In 1980, the industrial production in Brazil was greater than Thayland, South Korea, Malaysia, India and China together. Thirty years later, represent 10% of what is produced in those countries. The same happened in other L.A. countries, but why L.A. was left behind in the global economy?
To clarify these reasons, BBC talked to Profesor at the Cambridge University Gabriel Palma, specialist of comparative economics.
BBC - You have pointed in your researches that the economic growth in Asia has been kept for decades, while in L.A. oscillates between boom and bust, why?
Gabriel - Since the1980s South Korea, Cingapure, Malaysia and Thayland has grown on average 7%. China and India 9%. But this does not mean that L.A. have not the capacity to grow, on the contrary, Argentina, Chile, and Peru in the 1990s, Brazil and Mexico in the 1970s had growth rates similar to those of Asia. The difference is that the growth in L.A. was not sustained and in my opinion there are three reasons for this. 1ª) private investment rate is 30% of GDP in Asia, while in L.A. on average is 15% of GDP. 2ª) economy policies in Asia with competitive exchange rate and low interest rate. 3ª) the liberalism of commerce in Asia was slow and selective. This gave time to them adapt to the changes. In L.A. everything was done overnight, the result was a huge confusion.
BBC - While Asia adopted the pragmatism, the L.A. embarked in fundamentalism, it mean that this delay is due to more historical and cultural aspects than economic?
Gabriel - From 2002 to 2007. L.A. grew between 4% and 4.5%, but the value of the financial assets, included stock exchange and public and private securities grew more than 30%. The same illusion that contaminated the develop countries, the belief that the economy could grow independent from productivity, tech innovation, the real economy.
BBC - So, the skepticism common in the Asia society, explain its economic success?
Gabriel - In L.A. the elite have preferred the financial sector than the risks of the market. The profitability is three times higher than in other places. It has been critical to the deindustrialization of the region, the lack of economic diversification, the lack of tech apparatus. L.A. abandoned its industrial policy with the idea that could grow with commodities and finances.

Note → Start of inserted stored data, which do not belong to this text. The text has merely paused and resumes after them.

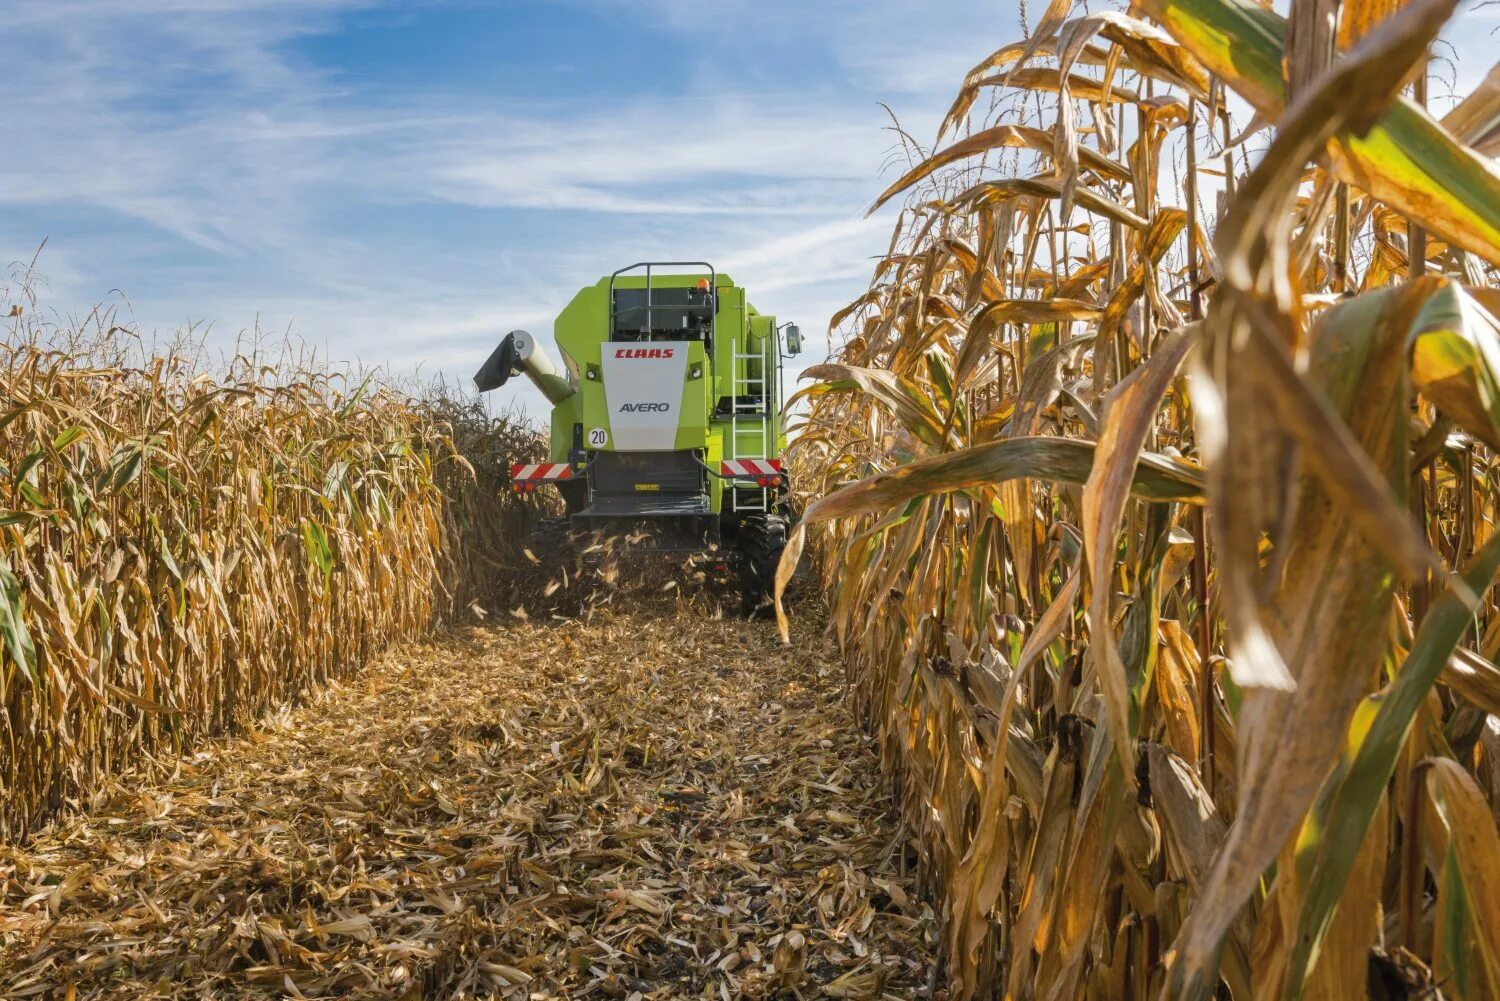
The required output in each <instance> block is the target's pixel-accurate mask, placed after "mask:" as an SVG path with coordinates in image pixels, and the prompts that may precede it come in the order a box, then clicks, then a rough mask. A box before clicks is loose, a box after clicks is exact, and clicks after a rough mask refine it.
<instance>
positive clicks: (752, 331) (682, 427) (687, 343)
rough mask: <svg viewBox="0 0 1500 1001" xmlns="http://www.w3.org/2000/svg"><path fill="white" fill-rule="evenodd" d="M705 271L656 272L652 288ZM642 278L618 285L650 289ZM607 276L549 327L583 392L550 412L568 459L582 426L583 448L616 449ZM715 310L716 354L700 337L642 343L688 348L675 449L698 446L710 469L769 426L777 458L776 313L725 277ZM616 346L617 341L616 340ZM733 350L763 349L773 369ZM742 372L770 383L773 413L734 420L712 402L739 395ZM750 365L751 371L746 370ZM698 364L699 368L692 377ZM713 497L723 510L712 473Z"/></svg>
mask: <svg viewBox="0 0 1500 1001" xmlns="http://www.w3.org/2000/svg"><path fill="white" fill-rule="evenodd" d="M702 278H706V273H702V272H700V273H694V275H655V273H652V276H651V288H693V287H696V284H697V282H699V279H702ZM645 287H646V279H645V276H636V275H628V276H625V275H622V276H619V278H616V279H615V288H616V290H619V288H627V290H630V288H645ZM609 288H610V279H609V278H603V279H600V281H598V282H597V284H594V285H589V287H586V288H583V290H580V291H579V293H577V294H576V296H574V297H573V300H571V302H568V305H567V306H565V308H564V309H562V312H561V314H558V318H556V321H555V324H553V329H552V333H553V339H555V341H556V345H558V350H559V351H561V354H562V365H564V366H565V369H567V374H568V380H570V383H571V384H574V386H576V387H577V392H576V393H574V395H573V396H570V398H567V399H564V401H562V402H561V404H558V405H556V407H553V410H552V461H553V462H567V461H568V452H570V450H571V449H573V447H574V441H576V435H577V434H579V432H577V428H579V426H580V428H582V435H585V441H583V447H585V449H589V450H612V449H613V440H615V434H613V429H612V428H610V414H609V407H607V402H606V390H607V387H606V384H604V351H606V350H607V345H610V344H612V342H610V339H609V336H610V302H609ZM714 288H715V293H717V302H718V309H717V315H715V320H714V344H712V359H709V357H708V351H706V348H708V345H705V344H703V342H700V341H670V342H651V344H649V345H643V347H672V348H684V350H685V351H687V363H685V375H684V380H682V390H681V392H682V396H681V408H679V411H678V414H679V416H678V425H676V438H675V446H673V447H675V449H679V450H681V449H700V450H702V458H703V462H705V464H706V465H708V467H709V468H711V470H715V471H717V470H718V464H720V462H721V461H723V459H727V458H744V456H742V453H744V452H745V450H747V447H748V449H751V450H754V446H757V444H759V441H760V435H759V431H754V432H751V431H750V429H751V428H754V429H759V426H760V425H762V423H768V426H766V429H765V435H766V437H765V441H766V450H765V458H778V456H780V455H781V453H783V452H784V449H786V429H784V426H783V416H781V413H780V402H781V387H780V365H778V360H780V353H778V342H777V330H775V318H774V317H769V315H762V314H759V312H756V309H754V306H751V305H750V303H748V302H747V299H745V293H744V290H742V288H739V287H736V285H735V284H733V279H730V278H729V276H727V275H715V276H714ZM616 347H618V344H616ZM736 354H739V356H742V354H760V356H762V357H766V359H769V365H768V366H766V368H768V369H769V371H766V372H759V369H760V362H759V360H756V359H751V360H745V359H742V357H741V359H736ZM736 365H738V366H739V369H738V372H739V375H741V377H744V375H747V374H748V375H759V377H760V378H763V380H766V381H765V389H766V395H768V396H769V398H771V401H774V402H772V405H771V407H769V411H771V413H769V416H766V417H760V416H754V417H745V416H741V417H738V419H736V420H730V419H729V417H724V416H715V414H714V408H715V407H717V405H718V401H720V399H723V398H726V396H732V395H733V384H735V371H736V369H735V366H736ZM747 366H748V369H747ZM694 368H696V369H697V371H699V372H700V374H699V375H697V377H694V375H693V372H694ZM732 426H738V428H739V434H738V441H739V443H741V444H739V447H738V449H736V447H735V443H733V438H735V435H732V434H730V431H732ZM595 429H603V431H604V432H606V435H607V443H606V444H603V446H598V444H597V443H589V441H588V440H586V435H588V434H589V431H595ZM708 485H709V500H711V509H712V512H714V513H720V512H721V510H723V504H724V482H723V480H720V479H718V477H714V476H711V477H708Z"/></svg>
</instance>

The ingredients of East Asia success.
1ª) High degree of integration into the global economy as exporters.
2ª) Investment which encourages tech upgrading geared to strengthen competitiveness
3ª) Industrial policy that has thrived via the diversification of the structure of exports towards a more dynamic structure in high and medium tech products.
1ª) High degree of integration into the global economy as exporters.
2ª) Investment which encourages tech upgrading geared to strengthen competitiveness
3ª) Industrial policy that has thrived via the diversification of the structure of exports towards a more dynamic structure in high and medium tech products.
4ª) Higher degree of socio-economic inclusion through a focus on the tech capacities through education and innovation and diffusion of productive assets.
Pragmatism - a realistic and sensible approach to something.
Fundamentalism - strict following of the basic underlying of any system of thought.
Skepticism - doubt about the truth of something, disbelief in any claims of ultimate.